Elser service can't index large amount of data

I am creating an index with semantic serach using the semantic_text field type and following this tutorial here.

I've created the inference endpoint deployment with the following configurations:

{
  "inference_id": "my-elser-endpoint-v1",
  "task_type": "sparse_embedding",
  "service": "elser",
  "service_settings": {
    "num_allocations": 9,
    "num_threads": 4,
    "model_id": ".elser_model_2_linux-x86_64"
  },
  "task_settings": {}
}

My goal is to index 5 million records into my new index that supports semantic search. However, I am continuously recieving the following error either from bulk insert or from issuing the reindex command.

inference process queue is full. Unable to execute command

From what I can tell, one solution may be to increase the queue_capacity of the deployed model. Since I'm using the elser service, it seems that that configuration is abstracted from me. Is there any to set this config on the service or do I need to use a custom deployed model to achieve this level of configuration?

Hi @overflowalligator, Welcome to the Elastic community -

  1. Indeed increasing queue_capacity is one of the solution. You can hit API to start a deployment with specific value.
  2. The default queue capacity is 1024. So you can send first batch of 1024 and wait for completion before sending next batch.
  3. To meet your numbers, may be you can scale vertically (or add more machine learning nodes) and tune number_of_allocations & threads_per_allocation accordingly.
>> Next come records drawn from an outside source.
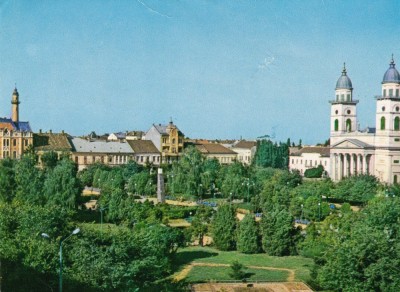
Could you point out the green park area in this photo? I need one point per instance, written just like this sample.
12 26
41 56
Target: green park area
203 264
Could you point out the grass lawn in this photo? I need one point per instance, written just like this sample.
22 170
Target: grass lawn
198 274
299 264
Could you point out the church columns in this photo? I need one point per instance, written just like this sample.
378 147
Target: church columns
340 166
351 164
364 157
344 174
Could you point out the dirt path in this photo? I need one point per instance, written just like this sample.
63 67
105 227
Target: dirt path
183 274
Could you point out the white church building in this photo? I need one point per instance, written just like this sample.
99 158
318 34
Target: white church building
374 151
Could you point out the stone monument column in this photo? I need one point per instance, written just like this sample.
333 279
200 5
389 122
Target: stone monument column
160 186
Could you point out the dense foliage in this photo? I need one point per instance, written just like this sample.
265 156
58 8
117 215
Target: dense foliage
134 252
271 154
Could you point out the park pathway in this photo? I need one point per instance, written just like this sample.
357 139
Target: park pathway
185 271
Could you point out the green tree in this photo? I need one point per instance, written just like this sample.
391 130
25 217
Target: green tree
200 223
248 235
29 181
365 255
187 172
279 235
232 180
224 228
237 271
49 160
7 180
61 187
359 188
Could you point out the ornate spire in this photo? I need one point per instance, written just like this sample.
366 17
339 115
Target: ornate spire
392 62
344 72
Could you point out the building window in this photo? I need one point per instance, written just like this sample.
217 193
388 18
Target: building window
383 123
396 123
348 125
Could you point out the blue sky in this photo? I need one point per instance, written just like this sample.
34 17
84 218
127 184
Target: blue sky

Hi ashishtiwari1993, thank you for your response. Ideally I would like to increase the queue capacity of my inference endpoint. However, I do not see how I can do this when using the semantic_text feature and elser service.
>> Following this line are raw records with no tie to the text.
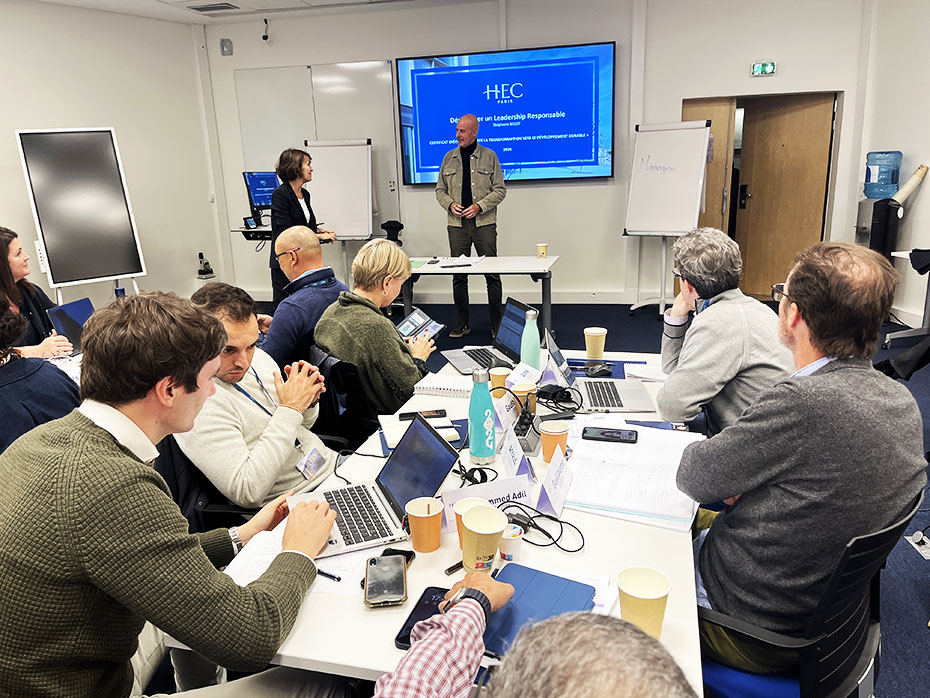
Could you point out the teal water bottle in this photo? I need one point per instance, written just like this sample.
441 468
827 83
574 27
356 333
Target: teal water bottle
481 436
529 342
Below is the exact API request I am using for this and I cannot find a property to set the queue capacity on the endpoint.

PUT _inference/sparse_embedding/my-elser-endpoint-v1
{
  "service": "elser", 
  "service_settings": {
    "num_allocations": 9,
    "num_threads": 4
  }
}

Could you please confirm that it is possible to change the queue_capacity on an inference endpoint that uses the elser service?